« Le drôlatique projet de Charles Avery à la galerie Perrotin. »
(paru sur telerama.fr, en juillet 2013)
(photo Wikipédia sous licence GFDL par LPLT)
Ce que j'en pense
Difficile de reprocher à l'auteur de ladite phrase d'avoir affublé l'adjectif drolatique d'un accent circonflexe superfétatoire, quand on sait que tous les autres dérivés de drôle s'affichent dûment chapeautés : drôlerie, drôlement, drôlesse, drôlet, drôlichon, etc. Une nouvelle bizarrerie de la langue française, pour amuser la galerie ? Voire.

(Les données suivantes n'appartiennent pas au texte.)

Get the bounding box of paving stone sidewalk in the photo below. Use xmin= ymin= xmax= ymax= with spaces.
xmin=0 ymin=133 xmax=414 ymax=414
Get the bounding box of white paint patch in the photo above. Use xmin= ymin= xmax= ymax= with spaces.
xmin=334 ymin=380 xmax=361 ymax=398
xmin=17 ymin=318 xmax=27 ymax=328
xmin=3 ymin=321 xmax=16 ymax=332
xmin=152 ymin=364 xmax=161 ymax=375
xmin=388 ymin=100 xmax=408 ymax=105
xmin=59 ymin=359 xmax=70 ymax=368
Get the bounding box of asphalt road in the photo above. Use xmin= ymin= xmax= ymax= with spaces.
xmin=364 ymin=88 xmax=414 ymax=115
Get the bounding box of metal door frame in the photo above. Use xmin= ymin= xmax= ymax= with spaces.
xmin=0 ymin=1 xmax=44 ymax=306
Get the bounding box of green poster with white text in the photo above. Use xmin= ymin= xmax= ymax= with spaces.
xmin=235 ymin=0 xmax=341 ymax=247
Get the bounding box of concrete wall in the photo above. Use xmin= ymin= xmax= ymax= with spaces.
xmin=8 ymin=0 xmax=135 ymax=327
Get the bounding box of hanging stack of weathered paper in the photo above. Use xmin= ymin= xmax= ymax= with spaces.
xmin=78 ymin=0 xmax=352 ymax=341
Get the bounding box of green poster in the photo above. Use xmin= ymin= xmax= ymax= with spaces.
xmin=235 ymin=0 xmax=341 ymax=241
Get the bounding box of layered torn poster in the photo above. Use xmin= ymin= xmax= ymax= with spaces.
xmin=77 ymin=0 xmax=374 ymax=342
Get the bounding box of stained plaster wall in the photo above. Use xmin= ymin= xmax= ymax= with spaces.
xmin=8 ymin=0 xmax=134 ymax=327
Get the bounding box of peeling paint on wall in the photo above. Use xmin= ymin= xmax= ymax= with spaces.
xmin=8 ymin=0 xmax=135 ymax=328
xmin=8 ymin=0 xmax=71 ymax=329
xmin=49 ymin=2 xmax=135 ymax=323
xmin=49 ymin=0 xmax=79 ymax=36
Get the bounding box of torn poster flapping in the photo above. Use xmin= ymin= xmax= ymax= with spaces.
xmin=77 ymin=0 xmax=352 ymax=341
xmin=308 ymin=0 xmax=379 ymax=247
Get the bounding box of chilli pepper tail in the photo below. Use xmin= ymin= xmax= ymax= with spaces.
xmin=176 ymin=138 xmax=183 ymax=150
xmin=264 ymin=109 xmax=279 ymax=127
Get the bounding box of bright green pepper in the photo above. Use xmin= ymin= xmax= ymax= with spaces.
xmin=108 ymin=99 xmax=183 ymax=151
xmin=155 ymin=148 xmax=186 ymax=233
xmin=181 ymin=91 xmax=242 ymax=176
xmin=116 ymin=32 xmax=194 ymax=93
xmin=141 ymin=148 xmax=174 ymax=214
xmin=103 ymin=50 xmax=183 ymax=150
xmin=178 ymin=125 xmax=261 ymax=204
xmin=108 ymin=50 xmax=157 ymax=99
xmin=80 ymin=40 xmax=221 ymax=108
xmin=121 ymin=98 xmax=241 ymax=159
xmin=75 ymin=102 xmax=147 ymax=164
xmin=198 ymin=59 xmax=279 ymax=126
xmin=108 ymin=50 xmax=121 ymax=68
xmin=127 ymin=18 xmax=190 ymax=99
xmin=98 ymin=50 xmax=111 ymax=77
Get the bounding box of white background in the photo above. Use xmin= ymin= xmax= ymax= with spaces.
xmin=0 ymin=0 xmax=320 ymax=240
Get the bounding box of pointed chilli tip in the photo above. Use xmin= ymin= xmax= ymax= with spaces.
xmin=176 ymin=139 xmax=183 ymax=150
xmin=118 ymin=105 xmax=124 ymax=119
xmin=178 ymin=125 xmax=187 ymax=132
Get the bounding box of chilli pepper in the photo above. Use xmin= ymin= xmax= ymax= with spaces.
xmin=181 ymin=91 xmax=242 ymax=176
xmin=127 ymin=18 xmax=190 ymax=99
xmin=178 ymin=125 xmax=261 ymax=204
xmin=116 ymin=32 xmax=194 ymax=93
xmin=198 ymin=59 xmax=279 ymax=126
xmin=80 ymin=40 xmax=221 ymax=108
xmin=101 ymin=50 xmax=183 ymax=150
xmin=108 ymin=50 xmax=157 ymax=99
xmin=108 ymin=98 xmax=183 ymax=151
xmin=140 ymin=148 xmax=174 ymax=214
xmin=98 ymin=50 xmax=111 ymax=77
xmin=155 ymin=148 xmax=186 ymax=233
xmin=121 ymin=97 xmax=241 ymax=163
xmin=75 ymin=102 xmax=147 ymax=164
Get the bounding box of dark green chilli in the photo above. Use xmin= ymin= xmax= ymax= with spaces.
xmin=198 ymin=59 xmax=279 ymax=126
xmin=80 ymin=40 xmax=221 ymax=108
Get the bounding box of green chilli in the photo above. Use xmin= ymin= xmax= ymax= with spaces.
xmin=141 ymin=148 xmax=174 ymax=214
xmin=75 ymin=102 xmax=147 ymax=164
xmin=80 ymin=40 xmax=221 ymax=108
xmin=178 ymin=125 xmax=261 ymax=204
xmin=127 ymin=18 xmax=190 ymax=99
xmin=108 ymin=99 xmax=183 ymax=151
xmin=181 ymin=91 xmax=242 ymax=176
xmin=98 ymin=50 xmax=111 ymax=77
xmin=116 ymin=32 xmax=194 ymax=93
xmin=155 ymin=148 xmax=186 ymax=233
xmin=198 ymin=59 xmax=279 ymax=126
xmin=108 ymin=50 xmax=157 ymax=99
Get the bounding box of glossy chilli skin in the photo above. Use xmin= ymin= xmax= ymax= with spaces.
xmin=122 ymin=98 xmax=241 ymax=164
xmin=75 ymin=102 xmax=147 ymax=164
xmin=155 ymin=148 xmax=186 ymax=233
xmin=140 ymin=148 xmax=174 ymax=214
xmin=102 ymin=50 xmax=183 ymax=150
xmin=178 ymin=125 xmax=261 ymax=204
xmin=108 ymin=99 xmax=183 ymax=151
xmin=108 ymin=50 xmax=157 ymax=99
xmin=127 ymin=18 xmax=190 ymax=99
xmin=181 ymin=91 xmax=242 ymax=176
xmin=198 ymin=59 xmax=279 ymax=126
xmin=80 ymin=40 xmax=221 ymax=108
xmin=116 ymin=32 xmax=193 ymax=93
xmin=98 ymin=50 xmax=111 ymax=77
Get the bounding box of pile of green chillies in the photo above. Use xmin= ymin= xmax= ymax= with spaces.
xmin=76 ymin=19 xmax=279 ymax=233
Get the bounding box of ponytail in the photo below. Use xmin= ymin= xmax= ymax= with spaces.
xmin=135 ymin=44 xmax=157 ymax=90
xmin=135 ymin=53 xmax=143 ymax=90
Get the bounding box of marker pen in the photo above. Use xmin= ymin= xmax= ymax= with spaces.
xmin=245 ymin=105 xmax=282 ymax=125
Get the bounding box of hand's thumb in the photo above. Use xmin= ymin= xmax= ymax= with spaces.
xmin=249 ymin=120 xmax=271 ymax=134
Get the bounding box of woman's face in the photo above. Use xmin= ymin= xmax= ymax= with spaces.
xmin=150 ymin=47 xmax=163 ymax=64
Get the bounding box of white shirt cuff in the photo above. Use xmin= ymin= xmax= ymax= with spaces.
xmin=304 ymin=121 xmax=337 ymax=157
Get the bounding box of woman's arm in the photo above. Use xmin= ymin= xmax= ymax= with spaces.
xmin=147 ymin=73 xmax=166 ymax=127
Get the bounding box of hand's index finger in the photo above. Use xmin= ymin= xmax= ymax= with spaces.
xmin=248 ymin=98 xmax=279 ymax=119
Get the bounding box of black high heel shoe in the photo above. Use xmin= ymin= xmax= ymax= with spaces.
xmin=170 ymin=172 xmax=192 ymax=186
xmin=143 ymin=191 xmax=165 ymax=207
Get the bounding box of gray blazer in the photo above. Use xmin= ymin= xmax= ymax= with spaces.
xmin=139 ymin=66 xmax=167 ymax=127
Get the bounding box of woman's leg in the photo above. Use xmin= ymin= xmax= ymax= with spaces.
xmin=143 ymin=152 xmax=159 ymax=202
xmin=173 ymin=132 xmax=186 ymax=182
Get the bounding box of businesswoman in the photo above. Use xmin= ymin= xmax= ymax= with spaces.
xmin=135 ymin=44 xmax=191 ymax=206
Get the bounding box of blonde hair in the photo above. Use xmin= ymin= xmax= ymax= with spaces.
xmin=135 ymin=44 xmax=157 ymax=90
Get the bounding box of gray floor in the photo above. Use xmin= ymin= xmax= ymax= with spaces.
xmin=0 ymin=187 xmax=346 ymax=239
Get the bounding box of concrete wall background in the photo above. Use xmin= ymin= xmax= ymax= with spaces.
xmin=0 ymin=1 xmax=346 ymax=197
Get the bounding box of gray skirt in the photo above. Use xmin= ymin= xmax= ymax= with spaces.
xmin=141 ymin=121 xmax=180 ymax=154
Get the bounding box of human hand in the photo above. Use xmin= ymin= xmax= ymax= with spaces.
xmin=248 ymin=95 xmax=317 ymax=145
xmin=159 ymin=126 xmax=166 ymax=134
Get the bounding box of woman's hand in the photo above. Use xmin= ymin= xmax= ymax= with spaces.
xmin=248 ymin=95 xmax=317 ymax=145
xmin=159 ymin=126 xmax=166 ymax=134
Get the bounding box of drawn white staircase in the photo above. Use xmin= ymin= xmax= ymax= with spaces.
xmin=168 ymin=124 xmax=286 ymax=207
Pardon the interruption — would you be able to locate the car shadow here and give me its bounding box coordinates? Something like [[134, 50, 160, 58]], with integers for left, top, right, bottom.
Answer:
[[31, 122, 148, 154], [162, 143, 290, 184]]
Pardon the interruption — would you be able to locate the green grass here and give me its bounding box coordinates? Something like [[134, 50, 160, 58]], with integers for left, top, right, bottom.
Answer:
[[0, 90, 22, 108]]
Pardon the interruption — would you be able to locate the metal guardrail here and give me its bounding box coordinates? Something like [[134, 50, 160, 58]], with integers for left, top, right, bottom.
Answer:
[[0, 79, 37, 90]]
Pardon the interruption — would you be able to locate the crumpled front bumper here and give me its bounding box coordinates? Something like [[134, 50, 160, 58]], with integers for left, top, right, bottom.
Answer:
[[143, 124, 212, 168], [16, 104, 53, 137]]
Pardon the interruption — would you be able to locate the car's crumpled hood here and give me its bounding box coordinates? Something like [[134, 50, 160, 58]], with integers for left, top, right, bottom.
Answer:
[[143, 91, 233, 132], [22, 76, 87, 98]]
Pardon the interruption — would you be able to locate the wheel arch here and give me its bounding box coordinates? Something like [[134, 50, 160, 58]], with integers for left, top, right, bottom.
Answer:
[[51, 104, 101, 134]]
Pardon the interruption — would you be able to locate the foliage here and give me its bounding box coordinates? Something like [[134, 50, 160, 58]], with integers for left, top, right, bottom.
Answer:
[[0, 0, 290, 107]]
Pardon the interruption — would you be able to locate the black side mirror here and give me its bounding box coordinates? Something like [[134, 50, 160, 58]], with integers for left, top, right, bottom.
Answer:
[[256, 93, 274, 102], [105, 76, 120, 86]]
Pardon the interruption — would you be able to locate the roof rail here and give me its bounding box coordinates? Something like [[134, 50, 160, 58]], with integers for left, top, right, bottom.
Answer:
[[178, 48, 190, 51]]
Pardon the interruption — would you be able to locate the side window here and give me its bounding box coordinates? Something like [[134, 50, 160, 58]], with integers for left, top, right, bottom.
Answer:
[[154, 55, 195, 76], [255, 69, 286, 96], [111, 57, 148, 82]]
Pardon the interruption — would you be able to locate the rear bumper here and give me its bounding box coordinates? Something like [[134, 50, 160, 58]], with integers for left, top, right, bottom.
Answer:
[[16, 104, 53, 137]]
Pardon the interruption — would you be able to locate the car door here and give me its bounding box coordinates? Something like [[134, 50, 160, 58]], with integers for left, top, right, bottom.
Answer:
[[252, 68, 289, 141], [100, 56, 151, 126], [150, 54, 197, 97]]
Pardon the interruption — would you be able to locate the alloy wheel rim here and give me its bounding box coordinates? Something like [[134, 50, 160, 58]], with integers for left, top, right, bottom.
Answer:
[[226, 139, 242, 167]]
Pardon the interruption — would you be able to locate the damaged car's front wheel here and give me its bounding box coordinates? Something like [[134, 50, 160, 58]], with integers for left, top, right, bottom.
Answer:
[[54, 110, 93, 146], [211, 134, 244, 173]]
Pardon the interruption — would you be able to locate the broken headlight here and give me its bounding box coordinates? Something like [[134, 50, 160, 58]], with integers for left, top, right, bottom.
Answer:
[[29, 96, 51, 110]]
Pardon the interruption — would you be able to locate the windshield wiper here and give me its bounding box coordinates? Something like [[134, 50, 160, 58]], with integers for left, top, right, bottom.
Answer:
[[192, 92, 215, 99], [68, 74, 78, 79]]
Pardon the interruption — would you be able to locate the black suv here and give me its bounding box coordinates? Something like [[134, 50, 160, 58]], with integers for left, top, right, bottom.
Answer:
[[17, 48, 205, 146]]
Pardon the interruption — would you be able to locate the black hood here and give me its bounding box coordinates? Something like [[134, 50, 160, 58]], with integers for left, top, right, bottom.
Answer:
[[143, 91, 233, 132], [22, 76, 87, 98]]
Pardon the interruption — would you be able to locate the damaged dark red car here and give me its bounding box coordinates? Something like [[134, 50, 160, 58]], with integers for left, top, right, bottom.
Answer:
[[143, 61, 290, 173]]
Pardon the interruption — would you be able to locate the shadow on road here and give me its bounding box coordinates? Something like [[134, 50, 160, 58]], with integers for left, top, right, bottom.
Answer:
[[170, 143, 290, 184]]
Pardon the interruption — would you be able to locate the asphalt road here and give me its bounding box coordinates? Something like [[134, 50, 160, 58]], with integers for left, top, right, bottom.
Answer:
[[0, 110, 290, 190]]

Selon le Dictionnaire historique de la langue française, drolatique apparaît en 1565 sous la plume de Rabelais (Les Songes drolatiques de Pantagruel), au sens de « qui a de la drôlerie, qui est plaisant, pittoresque, cocasse ». À cette époque, les graphies drolle ou draule servent encore à désigner un bon vivant, puis un débauché ; rien que de très logique, donc, aux yeux de cette drôle de famille à ce que drolatique naquît tête nue. Il faut attendre le XVIIe siècle pour voir apparaître les premières occurrences de drôle (comme substantif, puis comme adjectif), venant concurrencer la graphie sans accent. Dès la première édition de son Dictionnaire, en 1694, l'Académie met un peu d'ordre dans la maisonnée, en officialisant l'adoption du circonflexe pour la série : drôle, drôlesse, drôlerie (bientôt rejoints par drôlement)... mais ne dit mot de drolatique, alors sorti d'usage (*). Ce dernier patientera jusqu'en 1832 pour se voir remettre au goût du jour avec les Contes drolatiques, « ouvrage d'Honoré de Balzac, dans lequel il a essayé d'imiter le style et même l'orthographe de nos vieux auteurs de contes du XVIe siècle » (Littré). De là, selon toute vraisemblance, l'origine de l'exception : Balzac, pastichant Rabelais, a exhumé l'ancêtre (je parle de drolatique, pas de l'auteur de Gargantua !) dans son plus simple appareil, alors que la famille s'était depuis longtemps accommodée du couvre-chef. Littré constate, impuissant, l'anomalie : « On a pris l'habitude d'écrire ce mot sans accent circonflexe, bien que drôle en ait un. » D'autres spécialistes ont beau tenter de justifier l'alternance ô/o au sein d'une même famille lexicale par la présence d'une syllabe muette ou sonore après ladite voyelle (Blondet), voire par la seule différence du nombre de syllabes (Dupré), force est de constater qu'aucune de ces explications ne peut rendre pleinement compte de conventions orthographiques qui ressortissent le plus souvent à l'arbitraire.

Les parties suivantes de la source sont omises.